AVERTISSEMENT : CETTE VIDEO CONTIENT DES IMAGES CHOQUANTES
Deux immeubles surplombent la rue. Cachés dans les étages, des snipers se mettent à tirer sans discontinuer sur les manifestants. Habitué au mouvement de panique des foules devant des tirs, le photographe est frappé par le calme des « manifestants », qui ne reculent pas : « Je pense qu'ils restaient là pour résister, montrer leur détermination, mais en même temps, ils n'avaient pas le choix, c'était très dangereux de reculer sous le feu des snipers ».
Difficile de déterminer si les manifestants qui entourent les deux photographes français sont des « durs » du mouvement ultra-nationaliste ukrainien ou simplement des manifestants comme les autres, venus de toutes les couches de la société civile. Mais pour Jérôme Sessini, « rien ne permettait ne les distinguer des autres manifestants. Or, normalement, les ultra-nationalistes ont des drapeaux noir et rouge ; là, ils n'avaient rien et ils n'étaient pas armés ».
Pendant deux heures, les photographes et les manifestants restent sous les tirs des tireurs d'élite de Viktor Ianoukovitch : « Un tir aux pigeons », dit le photographe. Au loin, ils aperçoivent des véhicules de transports de troupe blindés de l'armée ukrainienne.
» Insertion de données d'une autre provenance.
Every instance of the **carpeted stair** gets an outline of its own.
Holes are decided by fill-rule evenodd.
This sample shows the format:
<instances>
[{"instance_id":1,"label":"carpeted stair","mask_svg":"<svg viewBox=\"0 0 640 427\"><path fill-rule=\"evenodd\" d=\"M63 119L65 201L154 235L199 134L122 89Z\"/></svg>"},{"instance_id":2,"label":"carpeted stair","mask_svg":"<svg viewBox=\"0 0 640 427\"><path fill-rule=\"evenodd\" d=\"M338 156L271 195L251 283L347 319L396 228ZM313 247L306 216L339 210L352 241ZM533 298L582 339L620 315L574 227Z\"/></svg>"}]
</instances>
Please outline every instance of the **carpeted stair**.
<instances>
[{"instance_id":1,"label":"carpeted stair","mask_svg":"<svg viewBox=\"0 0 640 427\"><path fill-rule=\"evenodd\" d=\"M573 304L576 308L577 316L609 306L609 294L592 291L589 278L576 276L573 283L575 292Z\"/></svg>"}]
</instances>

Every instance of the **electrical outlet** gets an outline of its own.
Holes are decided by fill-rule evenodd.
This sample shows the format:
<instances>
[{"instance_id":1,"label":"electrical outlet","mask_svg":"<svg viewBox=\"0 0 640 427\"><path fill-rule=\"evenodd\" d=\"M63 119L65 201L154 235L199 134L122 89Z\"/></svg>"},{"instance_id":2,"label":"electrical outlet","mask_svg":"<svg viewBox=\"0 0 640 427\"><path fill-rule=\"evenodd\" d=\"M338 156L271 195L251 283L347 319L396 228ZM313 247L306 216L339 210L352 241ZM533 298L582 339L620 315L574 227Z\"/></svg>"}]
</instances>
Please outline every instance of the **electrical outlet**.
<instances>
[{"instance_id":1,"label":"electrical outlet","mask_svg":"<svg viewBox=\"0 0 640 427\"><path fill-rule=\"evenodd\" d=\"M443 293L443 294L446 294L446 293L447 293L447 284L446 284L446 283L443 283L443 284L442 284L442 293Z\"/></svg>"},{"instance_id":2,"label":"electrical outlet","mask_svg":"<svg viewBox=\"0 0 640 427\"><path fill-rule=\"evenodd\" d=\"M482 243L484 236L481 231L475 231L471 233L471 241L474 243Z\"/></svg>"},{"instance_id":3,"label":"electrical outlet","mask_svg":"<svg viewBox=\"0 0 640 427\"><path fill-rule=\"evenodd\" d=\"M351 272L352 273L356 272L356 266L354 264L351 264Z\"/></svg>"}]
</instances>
Impossible de savoir ce qu'il est advenu des hommes blessés que Jérôme Sessini a filmés. « Je sais que le brancardier a été touché à la poitrine, mais ses camarades l'ont trainés pour l'évacuer, je n'en sais pas plus. » Plus de cent personnes ont été tuées cette semaine autour de la Place Maïdan et cinq cents autres blessées par balles.